Карагьозоолу продолжал допрос:
— Ну хорошо, не понял. Пускай. А почему же, не поняв, на ворота приклеил?
Варлаам поглядел на него удивленно.
— И на этот вопрос Фарлам даст ответ,— сказал он. Потом, повернувшись к Селямсызу и окинув его
презрительным взглядом, прибавил:
— Откуда мне было знать, что это — прокламация. Я портрет узнал, ради портрета и приклеил. Коли погрешил, скажите и докажите.
— Портрет Тотю,— шепнул чорбаджи Фратю своему соседу Павлаки.
— Да, да, Тотю-воеводы,— подтвердил тот.
— А ты знаешь, чей это портрет? — продолжал Карагьозоолу, скривив лицо и почесывая левую щеку.
Варлаам поглядел с удивлением сперва на него, потом на Селямсыза.
— Спроси монаха: знаешь черта в лицо? Ну, как не знать. Понятно, знаю...
— Совсем запутался, бедняга! — шепнул чорбаджи Фратю.
— Плохо его дело,— подтвердил Павлаки. Карагьозоолу наклонился к бею и сказал ему что-то
на ухо.
— Несчастный гяур1,— промолвил бей, глядя на Варлаама с иронически-сострадательной улыбкой.
Увидев эту улыбку, чорбаджи почли своей обязанностью тоже улыбнуться.
— Ты говоришь, Варлаам, что хорошо знаешь, чей это портрет... Так мы тебя поняли? — спросил Карагьозоолу, не веря такой неслыханной наивности.

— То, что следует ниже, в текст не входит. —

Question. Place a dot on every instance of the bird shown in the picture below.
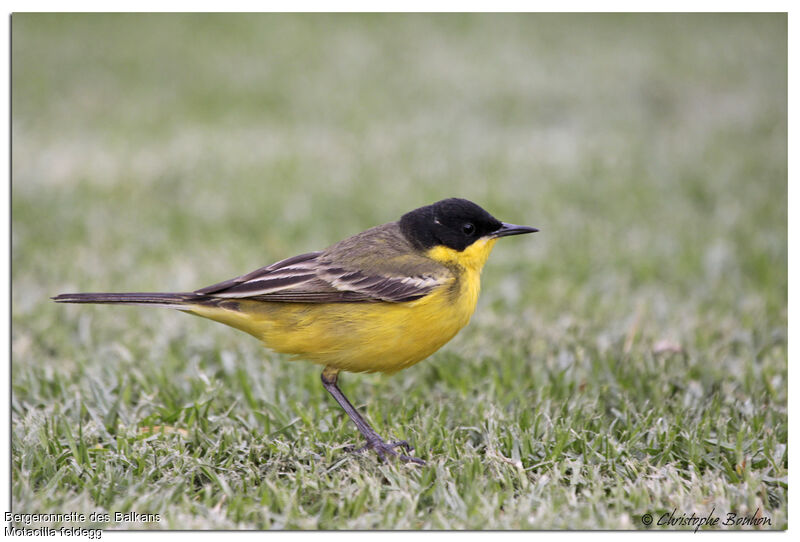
(379, 301)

Варлаам снова устремил взгляд на Селямсыза.
— Чего на меня уставился? Им отвечай! — буркнул тот.
— Селямсыз, не суйся! И давно знаком ты с этим человеком, Варлаам?
— С детства, чтоб ему пусто было!
— С детства?
— Ну, конечно. Среди тысячи бродяг вслепую найду его, мерзавца!
При слове «мерзавец» все прикусили губы.
Гяур — неверный, христианин, европеец (арабско-тур.).
— Пропал, горемычный. Жену жалко,—сказал чорбаджи Фратю.
Павлаки кивнул в знак согласия.
Карагьозоолу довольно долго совещался с беем.
— Ночевал он у вас когда-нибудь?
— Он-то? — спросил Варлаам, кидая кровожадный взгляд на Селямсыза.
— Да кто тебя спрашивает про Селямсыза? — воскликнул дед Матей.
— Дайте я с ним поговорю. Слушай, Тарильом! — закричал Селямсыз, рванувшись к нему. Но жандармы его удержали.
Слово взял чорбаджи Фратю:
— Что это такое, Варлаам? Ты все путаешь: тебя про одно спрашивают, а ты про другое отвечаешь.
— Уставился на меня кошачьими глазами своими,— промолвил Селямсыз.